The annual percentage rate calculates the percentage of the principal a borrower pays each year by considering things like monthly payments. Also, APR shows the annual interest rate you pay on debt without accounting for compounding interest in that period. The 1968 Truth in Lending Act requires that lenders must disclose the APR they charge.
So, you can find out what your short-term loan will cost throughout its term. To calculate the APR, you need to multiply the periodic interest rate by the number of periods within the year you applied for the loan. An APR is typically higher than nominal interest, as it accounts for expenses accrued, including origination fees, insurance, and closing costs.
Implications of Late Payment
When you apply for a loan, you want to ensure it’s repaid on time as agreed. For most short-term loans, you will attract penalties for late repayment. This only makes your debt more expensive to handle, so you should always focus on ensuring the debt is settled as agreed. Any missed payments or default is recorded on your credit report, which affects your credit score and makes it difficult to access financial products in the future. If your lender sees you’re struggling to settle the debt, they can pass it on to a collection agency. For late repayment, you’ll be charged a late fee. For example, if your loan interest is 16%, the lender can charge you up to 30% interest for the same period. This makes the loan more expensive just by delaying repayment by a few days.
Implications of Non-Payment
Defaulting on a short-term loan like a payday loan can attract different penalties, including bank overdraft fees. Paying the loan late could lead to collection calls, can damage your credit score, and you might find yourself in court where an order is issued for the garnishment of your paycheck. If you have a binding agreement to pay the loan and you attached your wages when applying for the loan, you’re definitely going to lose. The lender will not waste time if the money is due, as they’ll withdraw from your bank account if you gave them access when accepting the loan agreement. If debits fail to go through, the lender can break the charge into small chunks to extract any amount in your account.
You may get extra fees if you pay your loan late. The fees called nonsufficient funds are charged if you lack the money to cover a transaction. In extreme cases, the collection agency could take you to court. This could lead to liens on property and wage garnishment.
The lender tries to collect the debt within 60 days. If the borrower cannot pay the loan within the given time frame, the lender will switch to a third-party collection agency. The collection agency will call you and also send letters regularly until the debt is repaid.
Impact on Credit Score
When you repay on time, your credit is not affected. However, when you default on the loan and the debt is sent to a collection agency, you could see a dip in your credit score. Rebuilding your credit score is a long process, so you should avoid negative credit history by repaying the loan on time.
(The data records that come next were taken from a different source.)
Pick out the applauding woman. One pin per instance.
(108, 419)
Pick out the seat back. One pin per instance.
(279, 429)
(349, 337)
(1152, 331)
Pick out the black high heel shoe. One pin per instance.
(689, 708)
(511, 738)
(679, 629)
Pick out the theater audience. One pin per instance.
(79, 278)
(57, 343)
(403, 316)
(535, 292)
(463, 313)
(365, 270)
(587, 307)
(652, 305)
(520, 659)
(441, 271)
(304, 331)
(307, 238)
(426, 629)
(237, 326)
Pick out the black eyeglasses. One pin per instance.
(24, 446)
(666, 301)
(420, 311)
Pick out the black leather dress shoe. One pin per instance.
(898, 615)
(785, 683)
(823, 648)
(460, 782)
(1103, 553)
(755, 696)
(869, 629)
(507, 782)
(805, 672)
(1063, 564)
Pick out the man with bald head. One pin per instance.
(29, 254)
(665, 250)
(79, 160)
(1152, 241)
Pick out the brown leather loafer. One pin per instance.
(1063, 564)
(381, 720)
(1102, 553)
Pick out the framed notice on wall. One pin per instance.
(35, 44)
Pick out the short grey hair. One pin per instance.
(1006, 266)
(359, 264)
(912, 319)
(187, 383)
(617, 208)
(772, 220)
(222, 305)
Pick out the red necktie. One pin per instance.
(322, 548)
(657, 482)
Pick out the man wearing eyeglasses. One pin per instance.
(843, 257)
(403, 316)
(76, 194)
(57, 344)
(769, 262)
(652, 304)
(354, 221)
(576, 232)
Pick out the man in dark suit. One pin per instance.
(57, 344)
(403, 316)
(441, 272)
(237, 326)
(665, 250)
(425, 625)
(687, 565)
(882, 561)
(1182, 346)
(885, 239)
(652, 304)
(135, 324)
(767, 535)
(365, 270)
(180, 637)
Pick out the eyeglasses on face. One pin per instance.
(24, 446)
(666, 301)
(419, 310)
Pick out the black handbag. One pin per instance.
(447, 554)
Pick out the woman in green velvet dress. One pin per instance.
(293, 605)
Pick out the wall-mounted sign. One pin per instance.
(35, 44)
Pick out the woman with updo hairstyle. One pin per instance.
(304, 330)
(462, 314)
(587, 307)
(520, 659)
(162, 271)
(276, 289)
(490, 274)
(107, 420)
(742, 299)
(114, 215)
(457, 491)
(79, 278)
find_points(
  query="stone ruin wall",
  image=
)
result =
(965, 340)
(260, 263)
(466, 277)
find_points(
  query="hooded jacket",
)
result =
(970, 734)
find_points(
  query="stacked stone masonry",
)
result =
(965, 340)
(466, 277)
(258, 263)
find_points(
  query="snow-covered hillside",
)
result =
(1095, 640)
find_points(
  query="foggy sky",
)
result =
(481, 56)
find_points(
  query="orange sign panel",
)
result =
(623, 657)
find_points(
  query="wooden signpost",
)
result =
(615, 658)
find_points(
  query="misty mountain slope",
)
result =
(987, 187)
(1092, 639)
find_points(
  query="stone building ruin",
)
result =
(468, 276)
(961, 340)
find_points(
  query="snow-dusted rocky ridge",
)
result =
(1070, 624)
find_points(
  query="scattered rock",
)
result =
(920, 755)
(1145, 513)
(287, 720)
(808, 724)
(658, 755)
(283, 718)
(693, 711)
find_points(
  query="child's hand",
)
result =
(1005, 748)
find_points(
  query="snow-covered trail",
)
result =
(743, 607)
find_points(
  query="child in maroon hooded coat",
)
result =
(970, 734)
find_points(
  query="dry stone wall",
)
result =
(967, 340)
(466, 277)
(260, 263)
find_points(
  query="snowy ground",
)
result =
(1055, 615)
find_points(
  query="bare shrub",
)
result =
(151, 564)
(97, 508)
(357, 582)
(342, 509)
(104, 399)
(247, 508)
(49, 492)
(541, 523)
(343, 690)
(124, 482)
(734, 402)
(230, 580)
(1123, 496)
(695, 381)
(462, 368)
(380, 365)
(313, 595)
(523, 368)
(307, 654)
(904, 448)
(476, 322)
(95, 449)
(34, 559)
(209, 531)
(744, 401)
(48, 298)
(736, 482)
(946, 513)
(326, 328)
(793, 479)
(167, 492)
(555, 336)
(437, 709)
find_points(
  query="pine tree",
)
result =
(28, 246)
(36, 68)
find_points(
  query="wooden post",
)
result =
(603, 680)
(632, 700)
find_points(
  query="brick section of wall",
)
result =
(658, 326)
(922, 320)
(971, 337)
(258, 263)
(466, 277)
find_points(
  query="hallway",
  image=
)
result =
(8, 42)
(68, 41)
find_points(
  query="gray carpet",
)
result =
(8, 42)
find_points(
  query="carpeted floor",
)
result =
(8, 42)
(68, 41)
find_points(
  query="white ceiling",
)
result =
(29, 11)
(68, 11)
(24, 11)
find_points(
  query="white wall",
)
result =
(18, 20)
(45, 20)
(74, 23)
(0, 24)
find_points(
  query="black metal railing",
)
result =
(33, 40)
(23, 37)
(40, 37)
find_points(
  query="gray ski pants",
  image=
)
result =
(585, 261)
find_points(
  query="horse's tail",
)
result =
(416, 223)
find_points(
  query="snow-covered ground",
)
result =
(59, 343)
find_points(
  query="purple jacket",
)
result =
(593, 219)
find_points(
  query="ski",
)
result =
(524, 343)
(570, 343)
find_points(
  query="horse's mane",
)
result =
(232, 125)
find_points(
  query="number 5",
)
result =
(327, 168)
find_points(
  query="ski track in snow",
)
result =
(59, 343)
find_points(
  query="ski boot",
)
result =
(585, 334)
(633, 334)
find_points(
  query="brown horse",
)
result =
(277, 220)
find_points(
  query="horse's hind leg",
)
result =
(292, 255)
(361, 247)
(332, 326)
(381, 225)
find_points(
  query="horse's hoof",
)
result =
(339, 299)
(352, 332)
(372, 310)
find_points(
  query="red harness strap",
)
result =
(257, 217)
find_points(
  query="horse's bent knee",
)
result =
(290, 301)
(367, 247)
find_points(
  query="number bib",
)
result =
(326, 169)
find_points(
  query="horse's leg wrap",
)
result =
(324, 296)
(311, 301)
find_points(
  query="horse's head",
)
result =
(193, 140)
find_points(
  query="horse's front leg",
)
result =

If your loan becomes past due, some lenders on our network can renew the loan automatically. Check your loan agreement for the lender’s policy on loan renewal before signing the loan agreement. If the loan is renewed, you will get additional charges as prescribed by the lender, and you will also have information about the minimum term. The lender can offer other options besides renewal, including an ability to settle the loan in full later or an agreement to repay the loan in installments.